3. Perform the Western blotting.
   1. Make preparations for SDS-PAGE.
      1. Install the glue-making molds and inspect their sealing performance.
      2. Add TEMED to the 10% separation adhesive and mix evenly.
      3. Inject the mixture into the mold, accounting for approximately two-thirds of the volume, while avoiding bubbles.
      4. Add isopropanol to the mold and press the adhesive for about 40 min.
      5. Use the same program to configure the 5% concentrated adhesive.
      6. Pour out isopropanol and add the adhesive immediately.
      7. Place the comb vertically until the glue completely polymerizes.
   2. Perform the electrophoresis operation.
      1. Add the sample to be tested in the expected experimental control order, in reverse order, into the sampling holes of the SDS-PAGE adhesive.
      2. Simultaneously add the Protein Mark to determine the location of the target protein and internal reference protein.
      3. Place the sample in the electrophoresis tank after the sample addition is completed.
      4. Initially, run at 80 V for 30 min, followed by running the gel to separate the protein at 100 V for 60 min.
         NOTE: Attention should be paid to the position of bromophenol blue to avoid excessive electrophoresis.
   3. Perform the protein transfer.
      1. Cut the PVDF film at the top right corner to serve as a mark.
      2. Place the PVDF film in a methanol solution for 5-10 s to activate.
      3. Soak the PVDF film in an electrophoresis buffer for approximately 15 min.
      4. Carefully remove the gel after electrophoresis and trim excess gel, ensuring the gel remains wet throughout the process.
      5. Assemble the splint in the following order: negative plate → sponge → three layers of filter paper → gel → PVDF film → three layers of filter paper → sponge → positive plate.
         NOTE: Ensure there are no bubbles between the gel and PVDF film.
      6. Place the assembled clamp into the wet rotating groove (black to black) with ice cubes positioned around it.
      7. Turn on the power and initiate the film transfer at 400 mA for 100 min.
   4. Perform PVDF film sealing, and incubation of primary and secondary antibodies.
      1. Gently remove the PVDF film after the transfer and rinse with TBST for 10 min, repeating the process 3-5 times.
      2. Seal the PVDF film in 5% skim milk for 2 h.
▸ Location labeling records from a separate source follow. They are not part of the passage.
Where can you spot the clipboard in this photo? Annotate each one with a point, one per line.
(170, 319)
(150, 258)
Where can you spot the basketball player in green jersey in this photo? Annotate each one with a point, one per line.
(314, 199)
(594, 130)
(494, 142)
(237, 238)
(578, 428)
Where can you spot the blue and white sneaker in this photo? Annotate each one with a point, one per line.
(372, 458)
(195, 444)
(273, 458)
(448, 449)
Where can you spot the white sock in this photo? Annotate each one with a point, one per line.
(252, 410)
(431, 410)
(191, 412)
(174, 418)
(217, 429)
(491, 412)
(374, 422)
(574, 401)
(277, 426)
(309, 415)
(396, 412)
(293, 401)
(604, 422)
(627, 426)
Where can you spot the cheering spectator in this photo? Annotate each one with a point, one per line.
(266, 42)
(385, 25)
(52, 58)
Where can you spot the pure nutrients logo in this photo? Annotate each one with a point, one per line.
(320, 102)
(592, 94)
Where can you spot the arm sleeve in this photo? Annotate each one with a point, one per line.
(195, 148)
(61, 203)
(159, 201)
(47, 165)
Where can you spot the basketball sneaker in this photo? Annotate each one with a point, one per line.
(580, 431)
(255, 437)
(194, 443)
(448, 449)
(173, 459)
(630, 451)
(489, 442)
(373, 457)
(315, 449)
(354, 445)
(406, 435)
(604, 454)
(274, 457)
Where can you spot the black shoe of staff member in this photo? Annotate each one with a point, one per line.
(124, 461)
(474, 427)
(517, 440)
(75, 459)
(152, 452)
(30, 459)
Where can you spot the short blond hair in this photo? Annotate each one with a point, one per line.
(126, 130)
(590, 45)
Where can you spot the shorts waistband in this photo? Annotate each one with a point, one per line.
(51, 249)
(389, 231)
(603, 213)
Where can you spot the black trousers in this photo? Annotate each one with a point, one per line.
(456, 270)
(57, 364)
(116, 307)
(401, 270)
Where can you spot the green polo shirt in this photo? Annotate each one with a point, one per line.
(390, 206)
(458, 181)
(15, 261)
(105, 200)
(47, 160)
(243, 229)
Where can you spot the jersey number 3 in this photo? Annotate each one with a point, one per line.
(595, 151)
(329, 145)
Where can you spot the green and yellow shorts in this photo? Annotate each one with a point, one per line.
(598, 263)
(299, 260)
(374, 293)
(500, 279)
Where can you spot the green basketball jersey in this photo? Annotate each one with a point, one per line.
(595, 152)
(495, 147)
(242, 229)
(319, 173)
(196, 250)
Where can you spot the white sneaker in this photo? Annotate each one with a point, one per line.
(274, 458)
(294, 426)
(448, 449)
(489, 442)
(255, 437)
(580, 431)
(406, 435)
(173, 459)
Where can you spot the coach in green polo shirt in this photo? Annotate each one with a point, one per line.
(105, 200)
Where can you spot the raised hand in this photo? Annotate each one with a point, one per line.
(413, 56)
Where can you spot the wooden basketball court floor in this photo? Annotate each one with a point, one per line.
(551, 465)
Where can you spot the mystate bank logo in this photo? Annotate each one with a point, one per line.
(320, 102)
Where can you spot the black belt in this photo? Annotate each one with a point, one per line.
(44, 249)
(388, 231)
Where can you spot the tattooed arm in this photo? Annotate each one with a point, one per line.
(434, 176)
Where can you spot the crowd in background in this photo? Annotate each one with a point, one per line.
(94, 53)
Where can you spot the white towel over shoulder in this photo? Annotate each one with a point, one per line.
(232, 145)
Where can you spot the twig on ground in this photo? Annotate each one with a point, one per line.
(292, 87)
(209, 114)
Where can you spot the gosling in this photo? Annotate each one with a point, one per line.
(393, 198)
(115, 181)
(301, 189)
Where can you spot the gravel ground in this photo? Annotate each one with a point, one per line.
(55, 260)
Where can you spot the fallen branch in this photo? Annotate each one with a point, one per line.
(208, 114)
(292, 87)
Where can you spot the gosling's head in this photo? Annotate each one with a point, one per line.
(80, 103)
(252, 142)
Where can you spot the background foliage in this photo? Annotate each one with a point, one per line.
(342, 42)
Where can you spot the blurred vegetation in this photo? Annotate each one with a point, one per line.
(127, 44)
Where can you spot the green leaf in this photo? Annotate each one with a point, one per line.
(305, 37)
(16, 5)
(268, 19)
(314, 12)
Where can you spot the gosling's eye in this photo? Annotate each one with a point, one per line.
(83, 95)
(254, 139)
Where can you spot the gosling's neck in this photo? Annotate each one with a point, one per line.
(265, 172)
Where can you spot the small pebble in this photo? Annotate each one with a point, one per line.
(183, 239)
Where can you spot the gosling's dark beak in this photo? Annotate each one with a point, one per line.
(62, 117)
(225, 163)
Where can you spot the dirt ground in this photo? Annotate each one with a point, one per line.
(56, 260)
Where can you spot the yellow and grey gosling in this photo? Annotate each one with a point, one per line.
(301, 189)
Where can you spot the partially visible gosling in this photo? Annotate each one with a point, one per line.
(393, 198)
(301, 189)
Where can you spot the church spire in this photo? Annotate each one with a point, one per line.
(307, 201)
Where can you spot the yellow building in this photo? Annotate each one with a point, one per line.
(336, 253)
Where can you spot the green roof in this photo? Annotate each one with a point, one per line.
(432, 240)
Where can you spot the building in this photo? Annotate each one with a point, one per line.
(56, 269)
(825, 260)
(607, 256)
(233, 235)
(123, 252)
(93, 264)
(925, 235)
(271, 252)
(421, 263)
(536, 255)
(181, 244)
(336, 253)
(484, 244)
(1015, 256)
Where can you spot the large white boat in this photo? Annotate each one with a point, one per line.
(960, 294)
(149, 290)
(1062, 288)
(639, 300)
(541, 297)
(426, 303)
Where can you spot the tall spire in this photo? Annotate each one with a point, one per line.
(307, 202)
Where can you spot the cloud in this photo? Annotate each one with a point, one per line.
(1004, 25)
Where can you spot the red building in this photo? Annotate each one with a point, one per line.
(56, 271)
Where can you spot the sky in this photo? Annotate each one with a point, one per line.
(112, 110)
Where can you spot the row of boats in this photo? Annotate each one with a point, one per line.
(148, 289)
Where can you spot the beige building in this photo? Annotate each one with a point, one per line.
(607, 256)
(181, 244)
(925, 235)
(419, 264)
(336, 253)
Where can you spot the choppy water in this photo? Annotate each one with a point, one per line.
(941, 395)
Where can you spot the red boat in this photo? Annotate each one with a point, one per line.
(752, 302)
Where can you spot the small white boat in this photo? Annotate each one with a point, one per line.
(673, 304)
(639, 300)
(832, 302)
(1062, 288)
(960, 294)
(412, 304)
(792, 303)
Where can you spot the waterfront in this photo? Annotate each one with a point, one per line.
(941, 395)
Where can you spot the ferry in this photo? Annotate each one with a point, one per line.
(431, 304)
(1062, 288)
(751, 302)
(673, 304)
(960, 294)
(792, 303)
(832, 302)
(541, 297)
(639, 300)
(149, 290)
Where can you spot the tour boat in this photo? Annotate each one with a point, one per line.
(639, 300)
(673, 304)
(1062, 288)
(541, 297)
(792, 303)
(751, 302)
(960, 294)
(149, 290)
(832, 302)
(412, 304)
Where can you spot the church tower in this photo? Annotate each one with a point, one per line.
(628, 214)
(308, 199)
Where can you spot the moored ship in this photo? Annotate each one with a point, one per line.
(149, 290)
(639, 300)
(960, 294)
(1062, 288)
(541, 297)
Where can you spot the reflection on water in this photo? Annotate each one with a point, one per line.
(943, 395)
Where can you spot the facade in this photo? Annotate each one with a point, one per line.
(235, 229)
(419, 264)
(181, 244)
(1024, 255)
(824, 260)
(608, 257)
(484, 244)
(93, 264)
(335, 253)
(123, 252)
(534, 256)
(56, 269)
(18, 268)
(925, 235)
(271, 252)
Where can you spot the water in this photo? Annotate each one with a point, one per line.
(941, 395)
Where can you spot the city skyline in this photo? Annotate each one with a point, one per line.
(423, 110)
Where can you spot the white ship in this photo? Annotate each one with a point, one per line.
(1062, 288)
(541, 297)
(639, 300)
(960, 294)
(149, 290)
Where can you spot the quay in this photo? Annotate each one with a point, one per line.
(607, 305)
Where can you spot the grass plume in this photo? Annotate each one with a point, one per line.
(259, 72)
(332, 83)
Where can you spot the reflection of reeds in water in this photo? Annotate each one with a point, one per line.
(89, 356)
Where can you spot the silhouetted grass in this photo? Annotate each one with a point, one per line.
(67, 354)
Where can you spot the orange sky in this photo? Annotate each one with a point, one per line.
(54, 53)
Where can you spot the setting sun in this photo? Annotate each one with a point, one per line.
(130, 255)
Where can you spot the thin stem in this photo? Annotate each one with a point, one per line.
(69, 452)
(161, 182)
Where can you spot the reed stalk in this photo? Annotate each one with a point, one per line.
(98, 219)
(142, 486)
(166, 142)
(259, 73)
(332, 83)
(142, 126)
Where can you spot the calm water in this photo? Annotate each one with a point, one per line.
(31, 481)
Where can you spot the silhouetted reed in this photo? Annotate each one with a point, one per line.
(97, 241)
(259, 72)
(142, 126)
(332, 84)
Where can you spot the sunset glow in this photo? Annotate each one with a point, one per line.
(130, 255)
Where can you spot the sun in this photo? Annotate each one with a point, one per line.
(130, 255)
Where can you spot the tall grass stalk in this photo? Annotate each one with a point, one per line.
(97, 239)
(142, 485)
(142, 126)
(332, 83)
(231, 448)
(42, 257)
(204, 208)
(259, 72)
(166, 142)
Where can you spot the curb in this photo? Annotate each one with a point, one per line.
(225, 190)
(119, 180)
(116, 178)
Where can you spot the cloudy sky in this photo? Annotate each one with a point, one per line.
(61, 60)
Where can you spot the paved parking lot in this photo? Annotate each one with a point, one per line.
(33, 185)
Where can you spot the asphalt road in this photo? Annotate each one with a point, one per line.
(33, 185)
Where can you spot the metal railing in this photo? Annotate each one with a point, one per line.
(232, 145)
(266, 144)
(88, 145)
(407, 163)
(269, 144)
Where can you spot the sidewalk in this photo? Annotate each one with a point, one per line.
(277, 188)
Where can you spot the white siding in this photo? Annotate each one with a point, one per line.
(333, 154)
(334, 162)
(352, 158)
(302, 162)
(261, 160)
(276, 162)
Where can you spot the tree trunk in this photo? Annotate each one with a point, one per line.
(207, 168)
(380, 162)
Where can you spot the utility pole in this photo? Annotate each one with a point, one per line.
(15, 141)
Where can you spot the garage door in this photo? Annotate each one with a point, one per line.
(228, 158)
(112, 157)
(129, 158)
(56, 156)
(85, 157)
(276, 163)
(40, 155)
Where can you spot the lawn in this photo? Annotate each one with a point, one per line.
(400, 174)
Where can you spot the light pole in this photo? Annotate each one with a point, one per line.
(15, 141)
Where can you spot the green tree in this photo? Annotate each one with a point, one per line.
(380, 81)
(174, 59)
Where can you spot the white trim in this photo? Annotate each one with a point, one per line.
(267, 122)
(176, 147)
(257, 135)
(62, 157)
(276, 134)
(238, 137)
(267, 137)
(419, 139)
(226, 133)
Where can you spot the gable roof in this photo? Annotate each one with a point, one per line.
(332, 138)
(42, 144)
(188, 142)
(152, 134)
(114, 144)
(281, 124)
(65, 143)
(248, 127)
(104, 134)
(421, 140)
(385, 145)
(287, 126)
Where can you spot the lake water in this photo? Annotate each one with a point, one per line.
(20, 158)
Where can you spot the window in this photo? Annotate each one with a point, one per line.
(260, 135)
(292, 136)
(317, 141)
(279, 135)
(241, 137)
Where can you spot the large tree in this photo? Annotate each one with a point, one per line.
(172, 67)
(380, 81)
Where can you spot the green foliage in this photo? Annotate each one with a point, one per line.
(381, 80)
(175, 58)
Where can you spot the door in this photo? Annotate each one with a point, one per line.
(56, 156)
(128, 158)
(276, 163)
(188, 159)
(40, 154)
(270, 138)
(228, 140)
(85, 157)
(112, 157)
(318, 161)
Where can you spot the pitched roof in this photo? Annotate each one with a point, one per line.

      3. Remove the PVDF film and rinse with TBST for 10 min, repeating the process 4 times.
      4. Place the PVDF film and diluted primary antibody together in a refrigerator at 4 °C with gentle shaking and incubate overnight.
      5. Remove the PVDF film the next day and rinse with TBST for 10 min, repeating the process 4 times.
      6. Incubate the PVDF film in HRP-labeled secondary antibody diluent for approximately 2 h.
      7. Rinse the PVDF film with TBST for 10 min, repeating the process 4 times.
   5. Expose the film and analyze it.
      1. Apply the prepared ECL solution onto the film evenly.
      2. Expose the film in a dark room with an exposure meter for approximately 2-3 min and then store it.
      3. Conduct the analysis using image J software.